This spec assumes that [3] is merged, i.e. the semantic_version library is added to the global requirements.

Developer impact

The usage of the lib should be documented for developers, so they may efficiently use it in their code.

Implementation

Assignee(s)

Primary assignee:

ativelkov

Reviewers

Core reviewer(s):

jokke

Other reviewer(s):

ivasilevskaya mfedosin travis-tripp icordasc

Work Items

Initial implementation of the feature may be done in a single changeset. However it seems preferable to add this support to semantic_version library [2] and remove it from glance codebase aftwerwards. If the maintainer of the library does not accept this functionality (or if we decide to add support for more versioning notations later) then this code may be transferred to some common OpenStack library, such as Oslo.

After this feature is implemented we should continue the work to add support for other versioning schemas, such as pep440, Linux Compatible Semantic Versioning and others.

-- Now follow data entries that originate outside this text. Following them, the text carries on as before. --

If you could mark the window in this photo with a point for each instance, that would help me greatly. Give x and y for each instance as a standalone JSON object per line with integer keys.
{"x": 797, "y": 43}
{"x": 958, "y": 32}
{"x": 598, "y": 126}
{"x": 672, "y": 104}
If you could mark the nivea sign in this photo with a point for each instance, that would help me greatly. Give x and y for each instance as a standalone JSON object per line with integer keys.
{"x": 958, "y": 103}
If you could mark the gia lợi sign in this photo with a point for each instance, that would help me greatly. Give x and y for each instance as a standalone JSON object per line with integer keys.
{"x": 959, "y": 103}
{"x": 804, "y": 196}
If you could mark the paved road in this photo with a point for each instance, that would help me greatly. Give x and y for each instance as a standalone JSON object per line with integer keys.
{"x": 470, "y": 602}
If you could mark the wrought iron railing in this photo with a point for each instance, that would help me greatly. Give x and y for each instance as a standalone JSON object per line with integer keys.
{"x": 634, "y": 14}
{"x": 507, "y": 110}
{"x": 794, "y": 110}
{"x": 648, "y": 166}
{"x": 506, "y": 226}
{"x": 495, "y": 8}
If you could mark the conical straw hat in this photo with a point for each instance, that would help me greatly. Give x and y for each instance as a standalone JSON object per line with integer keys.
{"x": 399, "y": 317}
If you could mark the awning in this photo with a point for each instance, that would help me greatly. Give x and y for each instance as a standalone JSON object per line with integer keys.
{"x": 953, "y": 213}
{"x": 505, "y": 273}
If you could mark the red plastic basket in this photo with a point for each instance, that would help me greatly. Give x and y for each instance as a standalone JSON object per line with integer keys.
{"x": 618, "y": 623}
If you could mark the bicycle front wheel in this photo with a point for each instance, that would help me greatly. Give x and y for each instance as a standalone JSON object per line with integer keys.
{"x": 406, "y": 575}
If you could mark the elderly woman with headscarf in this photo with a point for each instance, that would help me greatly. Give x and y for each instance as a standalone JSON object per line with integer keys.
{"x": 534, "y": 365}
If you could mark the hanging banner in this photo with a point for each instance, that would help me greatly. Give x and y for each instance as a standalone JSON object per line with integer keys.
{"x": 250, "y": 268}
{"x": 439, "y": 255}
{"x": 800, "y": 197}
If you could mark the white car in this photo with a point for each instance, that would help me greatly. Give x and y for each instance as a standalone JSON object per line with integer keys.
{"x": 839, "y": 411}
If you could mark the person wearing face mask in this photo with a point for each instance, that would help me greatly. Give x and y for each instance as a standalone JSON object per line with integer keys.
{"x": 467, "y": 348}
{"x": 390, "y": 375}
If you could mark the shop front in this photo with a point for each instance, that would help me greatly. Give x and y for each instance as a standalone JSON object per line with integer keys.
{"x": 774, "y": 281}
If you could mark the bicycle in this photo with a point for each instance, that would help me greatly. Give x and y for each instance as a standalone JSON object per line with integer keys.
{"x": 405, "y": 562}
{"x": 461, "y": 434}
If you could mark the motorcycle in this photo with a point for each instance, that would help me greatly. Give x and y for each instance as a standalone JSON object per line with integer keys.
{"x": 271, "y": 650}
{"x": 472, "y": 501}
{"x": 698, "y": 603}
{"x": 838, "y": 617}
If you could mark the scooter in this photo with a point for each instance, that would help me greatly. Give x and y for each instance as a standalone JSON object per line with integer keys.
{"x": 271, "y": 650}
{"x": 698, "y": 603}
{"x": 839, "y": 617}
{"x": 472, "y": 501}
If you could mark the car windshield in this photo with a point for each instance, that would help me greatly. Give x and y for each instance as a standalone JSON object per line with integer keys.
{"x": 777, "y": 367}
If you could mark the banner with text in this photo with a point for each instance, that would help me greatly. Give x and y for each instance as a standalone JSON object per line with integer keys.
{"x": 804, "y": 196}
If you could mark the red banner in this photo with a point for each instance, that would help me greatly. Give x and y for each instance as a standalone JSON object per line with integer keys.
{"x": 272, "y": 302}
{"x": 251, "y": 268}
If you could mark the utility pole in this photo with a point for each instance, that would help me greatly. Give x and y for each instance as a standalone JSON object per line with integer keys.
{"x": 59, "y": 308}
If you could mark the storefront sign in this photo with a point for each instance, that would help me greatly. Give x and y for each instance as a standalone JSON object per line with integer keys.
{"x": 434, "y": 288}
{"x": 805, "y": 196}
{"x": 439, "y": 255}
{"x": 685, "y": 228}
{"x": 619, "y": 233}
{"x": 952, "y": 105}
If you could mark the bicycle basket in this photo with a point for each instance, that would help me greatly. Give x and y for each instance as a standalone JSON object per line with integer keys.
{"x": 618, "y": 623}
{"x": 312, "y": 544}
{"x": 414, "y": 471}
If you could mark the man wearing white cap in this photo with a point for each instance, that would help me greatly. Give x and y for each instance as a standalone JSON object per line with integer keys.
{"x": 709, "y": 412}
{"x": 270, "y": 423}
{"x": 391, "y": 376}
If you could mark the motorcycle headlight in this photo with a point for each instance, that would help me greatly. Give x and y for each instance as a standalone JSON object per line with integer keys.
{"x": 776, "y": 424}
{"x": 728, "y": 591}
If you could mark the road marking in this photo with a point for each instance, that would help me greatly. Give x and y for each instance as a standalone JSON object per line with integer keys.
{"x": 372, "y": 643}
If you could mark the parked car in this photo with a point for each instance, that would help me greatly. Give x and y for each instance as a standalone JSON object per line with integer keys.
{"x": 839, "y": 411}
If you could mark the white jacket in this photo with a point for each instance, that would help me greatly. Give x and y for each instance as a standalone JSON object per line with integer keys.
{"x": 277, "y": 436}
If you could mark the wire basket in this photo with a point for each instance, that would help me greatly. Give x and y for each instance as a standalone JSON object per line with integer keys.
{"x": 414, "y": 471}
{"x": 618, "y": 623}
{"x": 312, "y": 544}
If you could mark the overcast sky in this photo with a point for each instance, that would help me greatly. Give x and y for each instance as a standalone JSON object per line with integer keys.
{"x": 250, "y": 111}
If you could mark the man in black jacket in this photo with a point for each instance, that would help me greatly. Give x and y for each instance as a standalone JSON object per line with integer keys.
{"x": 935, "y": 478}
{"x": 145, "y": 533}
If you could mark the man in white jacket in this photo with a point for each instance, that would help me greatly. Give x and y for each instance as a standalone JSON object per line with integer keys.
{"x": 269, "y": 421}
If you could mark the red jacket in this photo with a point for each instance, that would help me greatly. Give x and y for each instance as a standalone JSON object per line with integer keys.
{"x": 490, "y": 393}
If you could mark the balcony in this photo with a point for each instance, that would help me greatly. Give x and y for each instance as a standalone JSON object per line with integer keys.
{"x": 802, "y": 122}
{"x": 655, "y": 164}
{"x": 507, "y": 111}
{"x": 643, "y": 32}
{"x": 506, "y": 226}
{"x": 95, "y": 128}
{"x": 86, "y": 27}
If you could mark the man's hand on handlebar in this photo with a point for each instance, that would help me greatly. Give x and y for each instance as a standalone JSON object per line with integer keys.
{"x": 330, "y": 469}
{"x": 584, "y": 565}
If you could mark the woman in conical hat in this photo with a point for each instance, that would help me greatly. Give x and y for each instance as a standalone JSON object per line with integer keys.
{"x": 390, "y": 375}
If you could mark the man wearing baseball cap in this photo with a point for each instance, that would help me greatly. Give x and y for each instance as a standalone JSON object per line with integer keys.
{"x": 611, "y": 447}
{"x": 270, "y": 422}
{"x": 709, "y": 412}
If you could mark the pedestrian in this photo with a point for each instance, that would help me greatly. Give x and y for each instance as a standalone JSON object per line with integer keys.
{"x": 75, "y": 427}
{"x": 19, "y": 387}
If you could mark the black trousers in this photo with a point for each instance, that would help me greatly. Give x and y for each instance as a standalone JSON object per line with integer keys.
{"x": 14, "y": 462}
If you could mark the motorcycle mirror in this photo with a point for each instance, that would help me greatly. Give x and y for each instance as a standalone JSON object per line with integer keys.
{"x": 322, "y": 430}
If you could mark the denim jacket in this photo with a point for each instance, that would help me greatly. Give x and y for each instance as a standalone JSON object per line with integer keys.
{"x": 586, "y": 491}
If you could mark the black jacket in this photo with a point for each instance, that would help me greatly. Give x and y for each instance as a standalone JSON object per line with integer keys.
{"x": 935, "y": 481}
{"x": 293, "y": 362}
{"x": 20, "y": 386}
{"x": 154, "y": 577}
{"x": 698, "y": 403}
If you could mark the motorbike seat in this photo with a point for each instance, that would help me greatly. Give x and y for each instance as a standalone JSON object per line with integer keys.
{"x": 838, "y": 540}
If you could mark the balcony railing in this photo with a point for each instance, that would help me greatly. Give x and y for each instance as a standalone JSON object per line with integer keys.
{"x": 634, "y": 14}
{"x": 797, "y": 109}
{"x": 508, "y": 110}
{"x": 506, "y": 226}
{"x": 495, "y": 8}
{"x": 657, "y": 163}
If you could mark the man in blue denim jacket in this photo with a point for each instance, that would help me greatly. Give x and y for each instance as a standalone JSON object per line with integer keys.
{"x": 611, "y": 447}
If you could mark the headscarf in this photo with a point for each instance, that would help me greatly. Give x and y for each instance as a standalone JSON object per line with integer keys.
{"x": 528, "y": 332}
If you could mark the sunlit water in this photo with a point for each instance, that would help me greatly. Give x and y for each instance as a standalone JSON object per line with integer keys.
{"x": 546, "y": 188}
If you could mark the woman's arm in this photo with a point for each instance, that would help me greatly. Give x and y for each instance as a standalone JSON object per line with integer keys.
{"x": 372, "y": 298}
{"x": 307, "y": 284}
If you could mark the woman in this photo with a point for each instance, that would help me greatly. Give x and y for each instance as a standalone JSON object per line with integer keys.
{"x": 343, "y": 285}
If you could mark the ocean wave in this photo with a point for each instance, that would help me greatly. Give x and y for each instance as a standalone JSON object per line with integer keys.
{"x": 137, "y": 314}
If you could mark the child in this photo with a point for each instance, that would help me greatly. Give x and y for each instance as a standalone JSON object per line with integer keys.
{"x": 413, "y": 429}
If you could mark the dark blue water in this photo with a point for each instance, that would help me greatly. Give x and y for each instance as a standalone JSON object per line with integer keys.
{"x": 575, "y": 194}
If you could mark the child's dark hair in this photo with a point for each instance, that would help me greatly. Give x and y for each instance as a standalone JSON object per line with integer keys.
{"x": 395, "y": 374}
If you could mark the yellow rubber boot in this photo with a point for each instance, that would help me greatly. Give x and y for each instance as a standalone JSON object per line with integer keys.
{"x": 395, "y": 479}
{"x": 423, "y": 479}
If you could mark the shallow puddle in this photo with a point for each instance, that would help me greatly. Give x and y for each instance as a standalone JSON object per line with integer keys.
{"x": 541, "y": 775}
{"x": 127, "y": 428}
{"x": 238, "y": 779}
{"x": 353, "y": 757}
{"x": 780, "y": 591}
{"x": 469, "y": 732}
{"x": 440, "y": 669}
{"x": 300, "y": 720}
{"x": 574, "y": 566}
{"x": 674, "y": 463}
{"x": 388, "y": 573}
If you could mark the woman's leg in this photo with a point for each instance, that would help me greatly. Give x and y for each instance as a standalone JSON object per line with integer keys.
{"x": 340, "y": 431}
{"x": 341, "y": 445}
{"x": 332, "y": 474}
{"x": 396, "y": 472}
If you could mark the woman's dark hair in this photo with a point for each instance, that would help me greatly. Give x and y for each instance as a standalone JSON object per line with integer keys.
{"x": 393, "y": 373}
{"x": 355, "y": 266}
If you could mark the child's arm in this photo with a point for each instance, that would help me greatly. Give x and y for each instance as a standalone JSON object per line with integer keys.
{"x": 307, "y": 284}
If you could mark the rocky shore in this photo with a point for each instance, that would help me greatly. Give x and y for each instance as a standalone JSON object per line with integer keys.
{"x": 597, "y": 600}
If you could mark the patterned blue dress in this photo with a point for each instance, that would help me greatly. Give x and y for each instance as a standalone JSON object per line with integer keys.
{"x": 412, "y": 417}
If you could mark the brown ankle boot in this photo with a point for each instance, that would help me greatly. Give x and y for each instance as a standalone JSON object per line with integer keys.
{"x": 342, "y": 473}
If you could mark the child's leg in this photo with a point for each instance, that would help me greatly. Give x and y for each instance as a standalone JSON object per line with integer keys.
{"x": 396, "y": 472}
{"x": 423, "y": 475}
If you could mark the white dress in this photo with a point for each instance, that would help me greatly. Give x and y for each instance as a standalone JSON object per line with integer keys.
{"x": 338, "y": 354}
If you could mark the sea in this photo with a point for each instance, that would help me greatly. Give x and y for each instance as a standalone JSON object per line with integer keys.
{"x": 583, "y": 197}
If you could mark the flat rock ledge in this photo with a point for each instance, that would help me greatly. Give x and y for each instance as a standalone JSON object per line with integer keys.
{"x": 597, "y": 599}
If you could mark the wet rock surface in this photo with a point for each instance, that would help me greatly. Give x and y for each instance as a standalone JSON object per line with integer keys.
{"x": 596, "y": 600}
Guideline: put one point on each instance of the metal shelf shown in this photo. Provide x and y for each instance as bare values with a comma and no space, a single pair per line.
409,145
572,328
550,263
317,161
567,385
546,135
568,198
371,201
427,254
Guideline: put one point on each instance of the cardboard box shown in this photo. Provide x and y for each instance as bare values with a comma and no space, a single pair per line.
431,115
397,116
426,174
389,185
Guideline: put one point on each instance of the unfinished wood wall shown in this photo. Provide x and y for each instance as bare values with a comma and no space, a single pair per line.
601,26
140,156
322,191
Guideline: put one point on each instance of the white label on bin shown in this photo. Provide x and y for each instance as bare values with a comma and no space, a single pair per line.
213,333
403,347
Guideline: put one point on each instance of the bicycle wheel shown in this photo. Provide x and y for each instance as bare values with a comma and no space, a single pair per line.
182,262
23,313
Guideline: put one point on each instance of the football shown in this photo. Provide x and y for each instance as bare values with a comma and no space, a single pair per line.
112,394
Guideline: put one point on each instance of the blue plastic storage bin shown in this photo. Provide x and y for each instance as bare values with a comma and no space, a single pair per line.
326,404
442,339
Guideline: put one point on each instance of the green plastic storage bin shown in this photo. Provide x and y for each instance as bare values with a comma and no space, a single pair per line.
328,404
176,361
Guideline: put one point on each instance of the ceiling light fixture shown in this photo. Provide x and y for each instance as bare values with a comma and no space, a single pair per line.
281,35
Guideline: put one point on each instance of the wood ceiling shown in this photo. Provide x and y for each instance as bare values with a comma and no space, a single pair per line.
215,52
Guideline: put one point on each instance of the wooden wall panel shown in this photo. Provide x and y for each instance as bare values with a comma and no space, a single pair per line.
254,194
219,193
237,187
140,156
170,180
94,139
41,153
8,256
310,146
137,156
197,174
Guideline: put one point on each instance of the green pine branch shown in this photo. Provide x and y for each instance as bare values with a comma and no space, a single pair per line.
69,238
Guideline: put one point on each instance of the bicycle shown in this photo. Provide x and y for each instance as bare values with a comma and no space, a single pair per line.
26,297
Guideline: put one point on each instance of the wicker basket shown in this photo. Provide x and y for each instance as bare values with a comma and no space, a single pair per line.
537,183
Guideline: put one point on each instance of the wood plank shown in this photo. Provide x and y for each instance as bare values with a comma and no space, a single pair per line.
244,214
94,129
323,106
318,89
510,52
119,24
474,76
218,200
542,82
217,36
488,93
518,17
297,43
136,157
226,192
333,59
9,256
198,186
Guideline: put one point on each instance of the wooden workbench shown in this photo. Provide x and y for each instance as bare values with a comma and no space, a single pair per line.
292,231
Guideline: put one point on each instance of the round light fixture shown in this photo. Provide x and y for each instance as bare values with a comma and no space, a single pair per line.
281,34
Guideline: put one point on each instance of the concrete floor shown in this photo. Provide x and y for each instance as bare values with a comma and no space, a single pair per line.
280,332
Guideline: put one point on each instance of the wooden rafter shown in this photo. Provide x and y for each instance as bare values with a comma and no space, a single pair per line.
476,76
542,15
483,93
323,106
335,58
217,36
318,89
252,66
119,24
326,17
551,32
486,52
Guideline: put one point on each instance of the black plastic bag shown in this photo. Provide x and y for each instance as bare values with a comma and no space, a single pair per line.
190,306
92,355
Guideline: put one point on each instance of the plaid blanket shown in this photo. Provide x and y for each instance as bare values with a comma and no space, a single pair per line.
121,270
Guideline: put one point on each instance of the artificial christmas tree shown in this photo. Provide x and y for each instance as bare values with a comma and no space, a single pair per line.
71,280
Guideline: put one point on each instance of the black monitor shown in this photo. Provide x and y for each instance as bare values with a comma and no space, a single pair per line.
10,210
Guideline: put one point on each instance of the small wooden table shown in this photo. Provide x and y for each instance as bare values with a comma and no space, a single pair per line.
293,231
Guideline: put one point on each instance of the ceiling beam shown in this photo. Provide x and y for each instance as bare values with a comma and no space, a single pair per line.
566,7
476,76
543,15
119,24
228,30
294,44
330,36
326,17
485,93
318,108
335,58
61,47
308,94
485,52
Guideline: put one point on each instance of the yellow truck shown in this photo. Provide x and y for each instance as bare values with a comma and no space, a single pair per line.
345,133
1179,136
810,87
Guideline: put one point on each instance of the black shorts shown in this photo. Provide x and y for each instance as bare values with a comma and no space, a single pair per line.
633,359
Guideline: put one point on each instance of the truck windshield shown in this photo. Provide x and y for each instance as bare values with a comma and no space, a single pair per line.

These should be added as independent features covered by separate specs.

Dependencies

None

Testing

A unit test should be added demonstrating the data structure usage, comparison, string parsing and conversion operation to DB type (long)

Documentation Impact

Developers’ guide has to be updated to hint the developers on how to properly use the library in their code.

References

[1] http://semver.org [2] https://pypi.org/project/semantic_version/ [3] https://review.openstack.org/#/c/151466/ [4] https://www.python.org/dev/peps/pep-0440/